Dicho esto, cuando los costos aumentan y los ingresos no se mantienen al mismo ritmo, la gente busca alternativas. Es sencillo.
En segundo lugar, la fragmentación del mercado. Para ver una serie, una película y un partido de fútbol hoy necesitas varias suscripciones. Esto no sucedió en el pasado. Tener que pagar por cuatro, cinco o seis servicios para tener “todo” hizo que el proceso fuera insostenible para muchas personas.
En tercer lugar, la oferta pirata mejoró.
Las listas de IPTV, las aplicaciones empaquetadas, los enlaces a transmisiones en vivo y las cuentas compartidas vendidas en el mercado paralelo se han vuelto fáciles de encontrar y relativamente simples de usar.
¡Es curioso! Sin embargo, la barrera técnica ya no es un impedimento. Hoy en día hasta el “abuelo” tiene una suscripción pirateada para ver el balón con sus nietos.
¿Qué efecto tiene esto en el fútbol, la música y el cine?
Para quienes producen contenidos, para quienes poseen los derechos y para quienes invierten en equipos y equipos técnicos, la combinación es tóxica.
Los creadores y titulares de derechos dependen de los ingresos para seguir produciendo. Si la piratería se normaliza, el dinero disminuye y el producto empeora con el tiempo.

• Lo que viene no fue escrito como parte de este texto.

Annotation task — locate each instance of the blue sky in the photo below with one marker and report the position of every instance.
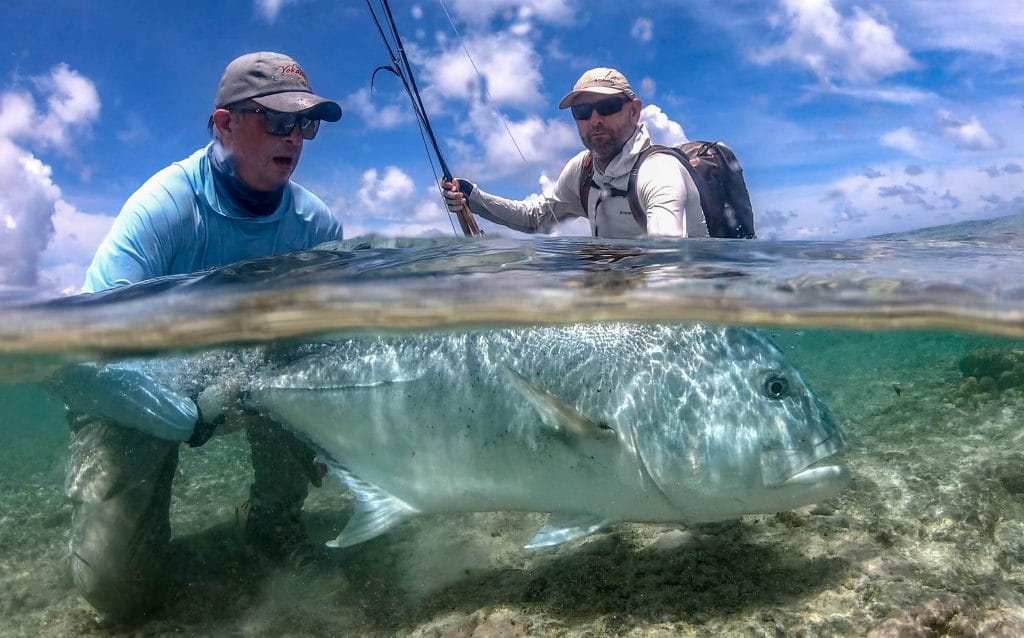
(850, 118)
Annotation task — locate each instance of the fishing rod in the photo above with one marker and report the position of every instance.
(402, 70)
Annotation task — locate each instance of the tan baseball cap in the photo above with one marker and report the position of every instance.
(274, 81)
(602, 81)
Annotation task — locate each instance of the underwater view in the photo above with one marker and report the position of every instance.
(696, 438)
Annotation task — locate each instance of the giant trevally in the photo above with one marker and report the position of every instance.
(596, 424)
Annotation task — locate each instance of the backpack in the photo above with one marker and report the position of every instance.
(719, 178)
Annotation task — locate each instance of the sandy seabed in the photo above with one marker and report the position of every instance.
(929, 540)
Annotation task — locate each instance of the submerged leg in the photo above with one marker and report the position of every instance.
(119, 481)
(284, 468)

En el caso del fútbol, por ejemplo, los clubes pequeños y las ligas secundarias son aún más frágiles, no se trata sólo de los “grandes”.
¿Y qué puedes hacer de manera realista?
Es necesario repensar los modelos de precios, facilitar paquetes que tengan sentido para el consumidor y no fragmentarlo todo en versiones que sólo satisfagan a quienes tienen bolsillos grandes y pesados.
Además, también es una buena idea comenzar con paquetes de “pago para ver el evento”, en lugar de pagar una tarifa mensual fija cuando no ves nada más. Además, se necesitan más ofertas económicas, paquetes deportivos accesibles, etc. Esto significa negociar los derechos de manera diferente y reconocer que el mercado ha cambiado.
¿Y tú?
Finalmente, una última pregunta para ti, lector… ¿Cuándo viste el hilo que preguntaba “¿dónde puedo encontrar el enlace para ver esta serie?” ¿Hiciste clic, guardaste, compartiste o ignoraste? La respuesta dice más sobre la salud de nuestro mercado cultural de lo que nos gustaría admitir.
En primer lugar, comparta su opinión con nosotros en el cuadro de comentarios a continuación.